(Mom wants me to tell you, this is not carpet, just an area rug.)
I have to admit, I had a bit of a bottle rocket up my…tail today. I have been sleeping so well on the human bed that I get up an have LOTS of energy. I took off like the Hairy Bullet and torpedoed off Mom’s jewelry box, knocking over her entire shrine to Ganesh, (Mom likes to meditate, when I let her) breaking his trunk and one of his arms. Mom was none too pleased, but managed to Super Glue everything together so you can’t notice the damage. Once I had finished wreaking havoc in her room, it was off to the rest of the house.
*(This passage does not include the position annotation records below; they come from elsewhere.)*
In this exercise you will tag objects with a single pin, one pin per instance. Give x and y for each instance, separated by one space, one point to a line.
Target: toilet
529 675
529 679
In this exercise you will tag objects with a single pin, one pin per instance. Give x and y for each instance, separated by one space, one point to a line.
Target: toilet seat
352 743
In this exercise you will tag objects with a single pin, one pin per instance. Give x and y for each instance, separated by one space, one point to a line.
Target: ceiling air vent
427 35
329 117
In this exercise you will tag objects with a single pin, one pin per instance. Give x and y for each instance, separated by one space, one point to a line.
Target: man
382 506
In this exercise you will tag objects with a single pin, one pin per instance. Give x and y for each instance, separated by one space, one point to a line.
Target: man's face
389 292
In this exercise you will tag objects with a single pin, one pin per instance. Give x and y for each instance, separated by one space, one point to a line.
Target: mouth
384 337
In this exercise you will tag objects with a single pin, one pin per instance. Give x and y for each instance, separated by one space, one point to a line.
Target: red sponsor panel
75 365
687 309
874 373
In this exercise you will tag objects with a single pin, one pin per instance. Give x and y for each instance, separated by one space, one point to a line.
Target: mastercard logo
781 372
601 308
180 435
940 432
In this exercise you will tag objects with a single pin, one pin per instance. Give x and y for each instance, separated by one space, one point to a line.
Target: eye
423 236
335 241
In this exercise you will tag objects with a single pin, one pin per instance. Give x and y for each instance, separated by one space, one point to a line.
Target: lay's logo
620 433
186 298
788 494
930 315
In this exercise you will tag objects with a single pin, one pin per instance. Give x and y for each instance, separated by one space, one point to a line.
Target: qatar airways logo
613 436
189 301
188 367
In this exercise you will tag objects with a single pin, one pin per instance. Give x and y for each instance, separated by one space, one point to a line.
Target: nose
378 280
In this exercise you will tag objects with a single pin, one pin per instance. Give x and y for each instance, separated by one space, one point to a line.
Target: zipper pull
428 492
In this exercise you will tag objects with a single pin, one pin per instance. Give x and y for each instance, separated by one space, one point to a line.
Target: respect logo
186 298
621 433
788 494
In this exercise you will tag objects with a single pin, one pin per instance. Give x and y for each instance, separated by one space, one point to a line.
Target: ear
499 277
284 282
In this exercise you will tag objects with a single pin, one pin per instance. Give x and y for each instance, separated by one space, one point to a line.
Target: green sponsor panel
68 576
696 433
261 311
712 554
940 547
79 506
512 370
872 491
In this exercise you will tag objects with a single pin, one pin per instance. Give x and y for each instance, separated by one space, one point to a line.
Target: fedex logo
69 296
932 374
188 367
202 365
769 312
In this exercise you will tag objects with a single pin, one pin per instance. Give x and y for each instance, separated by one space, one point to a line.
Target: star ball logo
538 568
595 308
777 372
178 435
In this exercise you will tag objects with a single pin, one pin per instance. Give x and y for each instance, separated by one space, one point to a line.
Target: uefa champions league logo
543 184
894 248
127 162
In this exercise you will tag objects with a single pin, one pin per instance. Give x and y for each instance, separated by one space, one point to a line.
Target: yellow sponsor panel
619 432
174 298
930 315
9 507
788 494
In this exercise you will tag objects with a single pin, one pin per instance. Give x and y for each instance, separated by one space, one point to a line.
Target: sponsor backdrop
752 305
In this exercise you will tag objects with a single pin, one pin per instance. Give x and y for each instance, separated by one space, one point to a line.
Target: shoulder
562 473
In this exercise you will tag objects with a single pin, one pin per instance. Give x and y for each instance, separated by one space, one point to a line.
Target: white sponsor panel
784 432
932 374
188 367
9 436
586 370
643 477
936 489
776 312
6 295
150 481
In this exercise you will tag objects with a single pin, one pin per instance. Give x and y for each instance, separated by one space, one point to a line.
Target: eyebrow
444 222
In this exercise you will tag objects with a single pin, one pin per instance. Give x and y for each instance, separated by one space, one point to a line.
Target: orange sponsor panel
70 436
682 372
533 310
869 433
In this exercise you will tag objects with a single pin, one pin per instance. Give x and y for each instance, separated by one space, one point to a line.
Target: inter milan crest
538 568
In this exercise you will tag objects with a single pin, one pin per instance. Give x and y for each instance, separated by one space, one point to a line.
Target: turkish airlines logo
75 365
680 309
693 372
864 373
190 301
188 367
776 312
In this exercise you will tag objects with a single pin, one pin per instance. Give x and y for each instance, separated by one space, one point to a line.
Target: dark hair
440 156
Shoot down the stairs and through the living room! Over went the big torch lamp. Crash! Luckily, Mom put the plastic one closest to the traffic or that could have been messy. Then on to my new chew toy.
Mom bought me an “indestructible” chew toy. It’s a little Nerf football on two thick twines of rope, for tug-o-war. I’ve had it a day or two, and I like it. Excuse me, liked it.
First order of business: shred all the rope so that I look like I’m covered in hair extensions. Check! Rip small shreds of rope and strew them all about the house on the freshly-vacuumed floor. Check! Get a strand caught in my bottom tooth, hanging out of my mouth, so that it looks like I am growing a beard. Check, check, double check!
Next up: rip the sides of the rope out of the football. Done! Now, chew the football and pull out all the stuffing! Touchdown!!
As I mentioned, I liked the indestructible toy. It was nice while it lasted!